А агент уже допытывается:
— Вы-то зачем стреляете и дымите? — и улыбается, пряча за ложной приветливостью вражью личину. Не успел я предупредительно приложить палец к губам, как охломон Рябушинский выдаёт государственную тайну:
— Своего ищем, — болтает находка для врага, хотя и давал, наверное, подписку о неразглашении государственных тайн, — потерялся.
А тот сразу, как будто ждал такого ответа:
— Юрку, что ли?
Мы и хлебалы раззявили.
— Ну!? — отвечаю осмотрительно ни да, ни нет, я-то подписку точно давал.
Агент отлип от ружья, вскинул его на плечо дулом книзу и надыбался уходить.

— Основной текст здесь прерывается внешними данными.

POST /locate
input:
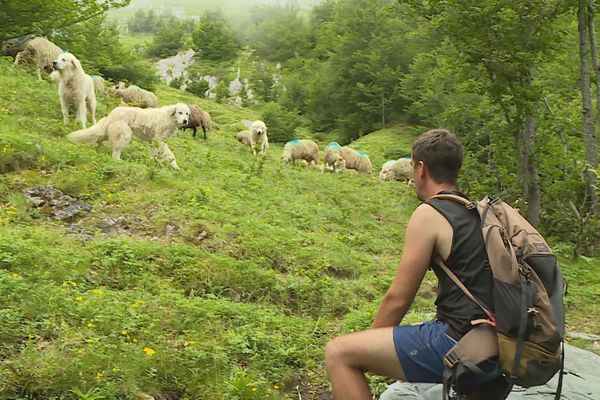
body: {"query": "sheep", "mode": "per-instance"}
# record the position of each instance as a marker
(357, 160)
(396, 170)
(99, 85)
(198, 118)
(333, 158)
(136, 95)
(258, 133)
(306, 150)
(244, 137)
(44, 52)
(11, 47)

— Идите, — говорит, — к шалашу, — и про шалаш разведал! — приведу я вашего скоро, — и ходко двинул по берегу вниз. Я за ним — задержать! — но Горюн меня задержал.
— Кто он? — спрашиваю, стараясь не упустить из виду маячащую между кустов спину.
— Старовер, — разочаровывает профессор. — Где-то близко их скит, не хочет, чтобы узнали где и, тем более, чтобы зашли.
— Это ещё почему? — возмущаюсь пренебрежением к себе.
— Старая вера исключает лишние контакты с внешним чуждым и опасным для них миром, поэтому они и забиваются в самую глушь.
— Чудаки! — удивляюсь я.
— Не знаю, — неохотно выражает своё мнение профессор.
Вернулись к шалашу. Ждём. Ничего нет хуже, как ждать, особенно, если не убеждён, что не надули. Радует, что нашёлся, что я был прав, когда настоял продолжать поиски. Если бы не моё решительное «искать!», остался бы Колокольчик у староверов навечно, принял бы их веру, может, стал бы мессией.
— Ну, что? — спрашиваю у нытика.
— Подфартило, — мямлит кисло, не рад находке.
— Фарт тому, — учу, — кто ищет фарт.
— Да ладно, — сдаётся на мою милость.
Они явились, когда солнце ускорило падение за сопки. То ли староверческое «скоро» оказалось длиннее нашего, то ли отшельники опасались, что мы нагрянем к ним под вечер, и решили не оставить светлого времени. Старовер отступил в сторону и пропустил вперёд нашего героя. Надо же! Он ещё улыбается! Всё та же ухмылка до ушей, хоть завязочки пришей.